Apple on Tuesday laid out ambitious plans to broaden its early lead in the digital entertainment business, announcing an iPod mobile phone and an Apple TV set-top box that together could extend the US technology company's reach into big new consumer electronics markets.

Speaking at Apple's annual MacWorld trade show in San Francisco, Steve Jobs, chief executive, claimed the widely anticipated cellular device, the iPhone, represented a breakthrough.

"Apple is going to reinvent the phone," he declared, showing off a thin, handheld device with a 3.5-inch screen that displays touch-screen controls.

Describing the gadget as "the ultimate digital device", Mr Jobs said it would play music and video, display e-mails and act as a handset for web browsing.

The iPhone's launch, scheduled for June, marks an attempt to reshape a category of mobile phone that has caused trouble for other technology and mobile phone companies in the past.

The announcement hit rivals, with shares of Asian handset makers falling sharply on Wednesday morning on concerns of increasing competition. LG Electronics, Asia’s second largest handset maker, dropped 3.44 per cent by late morning trading, while Samsung Electronics, it’s bigger rival, fell 1.54 per cent.

In spite of similar big promises for other multi-function devices, "smart phones" remain only a small part of the mobile business.

The iPhone will cost from $499 (£257) and will go on sale in the US in June, with European sales to begin in the second half of this year and Asia in 2008, Apple said.

The Apple TV set-top box, with a 40Gb hard drive, will be available in February for $299.

Mr Jobs said Apple hoped to corner 1 per cent of the global handset market by 2008, a goal that would mean sales of 10m iPhone units.

The new products, which come as Mr Jobs continues to face scrutiny for his role in options backdating at the company, sent shares in Apple up 6.4 per cent to $91.12 by mid-afternoon in New York.

In a further sign of the company's transition, Mr Jobs announced that Apple Computer would henceforth be known simply as "Apple".

Apple's bid to tackle the 1bn-units-a-year mobile handset market is its most ambitious move yet outside its core business of computers.

Mr Jobs said Apple had agreed an exclusive partnership with Cingular, the mobile operator, that would provide mobile service to the phones in the US.

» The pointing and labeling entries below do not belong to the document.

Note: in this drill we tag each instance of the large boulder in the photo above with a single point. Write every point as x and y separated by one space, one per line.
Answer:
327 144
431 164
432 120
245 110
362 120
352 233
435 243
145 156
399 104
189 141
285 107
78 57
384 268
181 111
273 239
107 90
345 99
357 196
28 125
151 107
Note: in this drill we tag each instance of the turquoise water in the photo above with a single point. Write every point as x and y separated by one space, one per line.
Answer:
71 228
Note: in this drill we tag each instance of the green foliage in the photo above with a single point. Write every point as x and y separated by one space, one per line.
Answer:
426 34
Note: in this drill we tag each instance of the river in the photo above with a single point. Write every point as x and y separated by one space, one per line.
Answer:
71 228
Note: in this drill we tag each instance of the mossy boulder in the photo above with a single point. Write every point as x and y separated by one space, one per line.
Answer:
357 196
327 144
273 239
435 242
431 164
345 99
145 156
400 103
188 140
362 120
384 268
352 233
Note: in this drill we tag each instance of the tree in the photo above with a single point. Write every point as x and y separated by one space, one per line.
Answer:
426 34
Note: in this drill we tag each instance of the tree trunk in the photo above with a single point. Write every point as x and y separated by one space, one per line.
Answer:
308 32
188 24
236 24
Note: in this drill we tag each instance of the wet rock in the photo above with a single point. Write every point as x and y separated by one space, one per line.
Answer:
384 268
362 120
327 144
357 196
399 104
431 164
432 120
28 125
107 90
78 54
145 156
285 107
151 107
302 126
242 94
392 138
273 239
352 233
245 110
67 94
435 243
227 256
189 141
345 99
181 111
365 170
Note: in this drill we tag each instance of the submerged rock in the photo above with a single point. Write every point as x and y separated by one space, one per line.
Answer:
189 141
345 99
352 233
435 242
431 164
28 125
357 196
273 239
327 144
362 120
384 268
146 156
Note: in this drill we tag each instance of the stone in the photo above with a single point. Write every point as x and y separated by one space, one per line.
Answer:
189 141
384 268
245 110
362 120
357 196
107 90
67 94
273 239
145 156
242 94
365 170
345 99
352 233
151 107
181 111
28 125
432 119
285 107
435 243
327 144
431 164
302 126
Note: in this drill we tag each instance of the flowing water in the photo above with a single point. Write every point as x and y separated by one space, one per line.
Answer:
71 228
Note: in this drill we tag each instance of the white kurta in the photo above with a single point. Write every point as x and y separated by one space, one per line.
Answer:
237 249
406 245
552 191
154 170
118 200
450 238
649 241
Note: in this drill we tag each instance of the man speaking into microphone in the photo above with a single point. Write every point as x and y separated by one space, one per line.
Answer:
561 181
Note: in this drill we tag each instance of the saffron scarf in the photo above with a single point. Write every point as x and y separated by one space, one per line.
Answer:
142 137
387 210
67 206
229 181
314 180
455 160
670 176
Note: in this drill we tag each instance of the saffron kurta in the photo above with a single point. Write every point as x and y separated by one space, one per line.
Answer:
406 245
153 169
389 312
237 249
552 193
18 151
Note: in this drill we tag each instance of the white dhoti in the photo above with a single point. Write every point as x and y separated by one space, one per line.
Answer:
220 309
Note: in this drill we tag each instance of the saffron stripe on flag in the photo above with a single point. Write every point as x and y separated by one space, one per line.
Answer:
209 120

The phones will feature applications from leading internet search groups, including built-in functionality for Google's maps service, and a free "push" e-mail service that sends messages from customers' Yahoo email accounts to their phones.

Stan Sigman, chief executive of Cingular, now a part of AT&T, said the deal to distribute the iPhone, first discussed two years ago, amounted to a "unique partnership" in the industry.